Pembicara utama pada SNM 2016 ini adalah Dr. Eng. Ferry Iskandar. Beliau menyampaikan seminar berjudul “Penelitian Material di Bidang Energi untuk Kemandirian Bangsa”. Dalam pembukaannya, “Bangsa ini terlalu bergantung pada BBM. Bahkan, dalam 50 tahun ke depan diprediksi masih akan sangat bergantung. Konsumsi listrik juga makin membengkak. Untuk itu diperlukan riset di bidang material untuk menciptakan energi-energi terbarukan yang ramah lingkungan.” Menurut Pak Ferry, secara umum metode riset material terbagi menjadi 3 tahap, yaitu harvesting, storage, dan utilization. Ketiga metode tersebut saling berkaitan untuk mendapatkan material baru, metode sintesis material yang lebih baik, atau peningkatan kualitas material yang sudah ada.

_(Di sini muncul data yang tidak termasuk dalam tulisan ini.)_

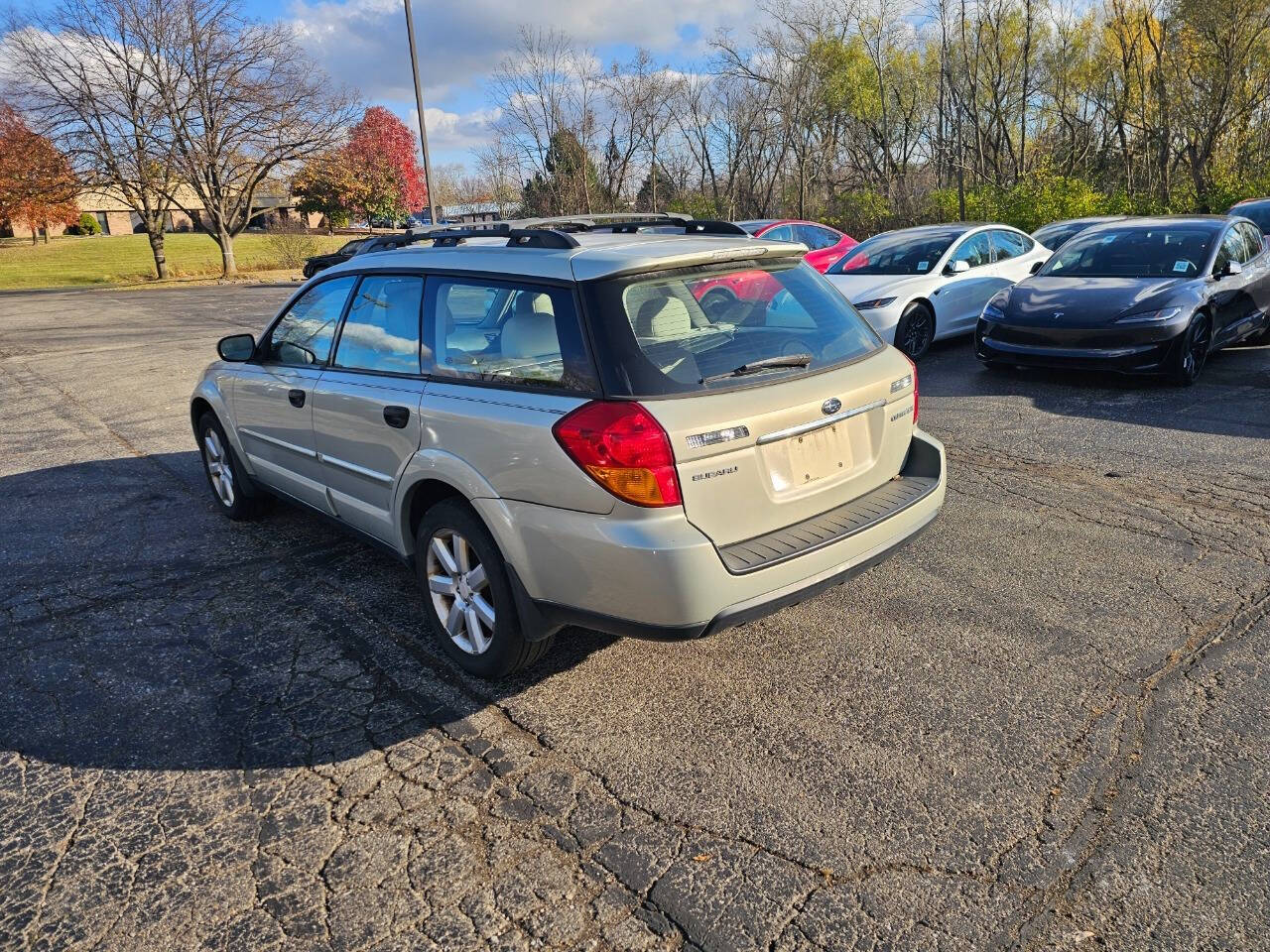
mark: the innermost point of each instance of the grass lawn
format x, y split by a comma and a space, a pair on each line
126, 259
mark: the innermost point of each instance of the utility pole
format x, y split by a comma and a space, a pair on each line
423, 127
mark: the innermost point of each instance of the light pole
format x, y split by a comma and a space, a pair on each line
423, 127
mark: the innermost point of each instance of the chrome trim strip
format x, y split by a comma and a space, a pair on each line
277, 442
818, 424
354, 468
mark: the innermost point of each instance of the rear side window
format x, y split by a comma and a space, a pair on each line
509, 333
381, 331
702, 329
303, 335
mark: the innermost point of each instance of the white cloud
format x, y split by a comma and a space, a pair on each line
362, 42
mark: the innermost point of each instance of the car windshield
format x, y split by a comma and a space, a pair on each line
719, 326
1055, 236
1139, 252
897, 253
1259, 212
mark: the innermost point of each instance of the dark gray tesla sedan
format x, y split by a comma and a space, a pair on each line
1135, 296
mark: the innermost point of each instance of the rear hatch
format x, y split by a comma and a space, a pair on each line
762, 458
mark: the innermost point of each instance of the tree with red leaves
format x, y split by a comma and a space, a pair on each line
384, 157
37, 184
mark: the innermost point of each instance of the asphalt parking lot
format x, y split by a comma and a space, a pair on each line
1042, 725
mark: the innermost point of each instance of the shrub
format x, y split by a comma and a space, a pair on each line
291, 243
86, 225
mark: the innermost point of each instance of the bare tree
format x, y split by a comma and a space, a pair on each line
244, 103
79, 70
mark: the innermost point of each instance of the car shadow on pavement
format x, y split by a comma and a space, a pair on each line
1229, 398
141, 630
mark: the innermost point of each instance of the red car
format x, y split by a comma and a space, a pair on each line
826, 246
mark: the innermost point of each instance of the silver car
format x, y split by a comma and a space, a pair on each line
547, 424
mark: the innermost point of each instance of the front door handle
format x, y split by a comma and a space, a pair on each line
397, 416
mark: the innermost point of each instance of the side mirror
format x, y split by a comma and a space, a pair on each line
236, 347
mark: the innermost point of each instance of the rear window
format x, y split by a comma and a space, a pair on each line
703, 329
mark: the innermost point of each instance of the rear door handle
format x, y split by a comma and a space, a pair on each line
397, 416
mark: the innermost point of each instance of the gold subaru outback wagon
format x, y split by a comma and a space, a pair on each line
653, 426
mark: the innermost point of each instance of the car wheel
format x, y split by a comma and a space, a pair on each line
470, 607
916, 330
1192, 350
235, 497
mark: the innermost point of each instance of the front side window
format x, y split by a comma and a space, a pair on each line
303, 335
720, 326
975, 250
511, 333
896, 253
1010, 244
1134, 252
381, 331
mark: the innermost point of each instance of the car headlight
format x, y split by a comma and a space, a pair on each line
1165, 313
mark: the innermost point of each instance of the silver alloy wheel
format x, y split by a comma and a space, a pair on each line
218, 467
460, 592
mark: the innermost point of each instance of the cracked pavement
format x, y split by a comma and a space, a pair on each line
1043, 725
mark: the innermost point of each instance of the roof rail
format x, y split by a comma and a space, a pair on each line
554, 232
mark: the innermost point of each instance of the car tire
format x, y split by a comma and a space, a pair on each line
1192, 350
451, 594
915, 331
235, 495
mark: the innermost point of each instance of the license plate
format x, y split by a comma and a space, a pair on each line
818, 454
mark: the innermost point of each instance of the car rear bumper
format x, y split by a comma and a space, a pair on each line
661, 578
994, 343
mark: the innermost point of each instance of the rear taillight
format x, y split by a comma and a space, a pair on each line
915, 388
622, 448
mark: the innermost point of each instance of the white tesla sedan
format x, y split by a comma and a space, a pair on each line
921, 285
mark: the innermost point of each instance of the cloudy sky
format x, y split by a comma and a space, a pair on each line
363, 44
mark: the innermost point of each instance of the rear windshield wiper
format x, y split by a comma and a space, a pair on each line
767, 363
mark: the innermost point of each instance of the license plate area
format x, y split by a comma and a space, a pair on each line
821, 454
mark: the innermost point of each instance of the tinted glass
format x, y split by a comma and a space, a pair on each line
975, 250
1010, 244
303, 336
381, 331
1142, 252
670, 333
897, 253
1055, 236
1256, 211
513, 333
1252, 239
1232, 249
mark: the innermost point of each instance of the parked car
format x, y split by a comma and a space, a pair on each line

Dalam seminar itu, Dosen lulusan Kanazawa University, Jepang, ini memaparkan fokusnya pada beberapa penelitian. Di antaranya adalah pengembangan material baterai lithium ion, pengembangan terkini metode pembuatan rGO, dan komputasi desain material menggunakan Density Functional Theory (DFT). “Hal-hal tersebut tentunya banyak membutuhkan biaya, terutama alat untuk karakterisasi. Namun kita tidak boleh menyerah pada keterbatasan dana. Banyak raw material di sekitar kita yang bisa dimanfaatkan. Disitulah dibutuhkan kreativitas,” sambung beliau. Sebagai penutup seminarnya, beliau berpesan bahwa masih banyak pengembangan di bidang material yang bisa diteliti untuk menyiapkan energi masa depan. Selain itu juga perlu disiapkan SDM yang handal agar bangsa ini siap mengelola risetnya secara mandiri.

im3
Penyerahan cinderamata dari perwakilan MRS-ID Prof. Dr. Mikrajuddin Abdullah untuk Dr. Ferry Iskandar

Setelah seminar dari Pak Ferry Iskandar, acara berikutnya berupa pemaparan makalah secara paralel dari para partisipan yang telah men-submit makalahnya. Sesi paralel ini dilakukan di berbagai ruang di sekitar Auditorium IPTEKS CC Timur ITB. Di antara para peserta pemakalah, ada yang berasal dari Lampung, Semarang (UNS), dan Yogyakarta (UGM). Acara semacam ini diharapkan menjadi ajang berkolaborasi antar researcher di bidang material untuk menyiapkan Indonesia menjadi negara yang mandiri dalam bidang energi.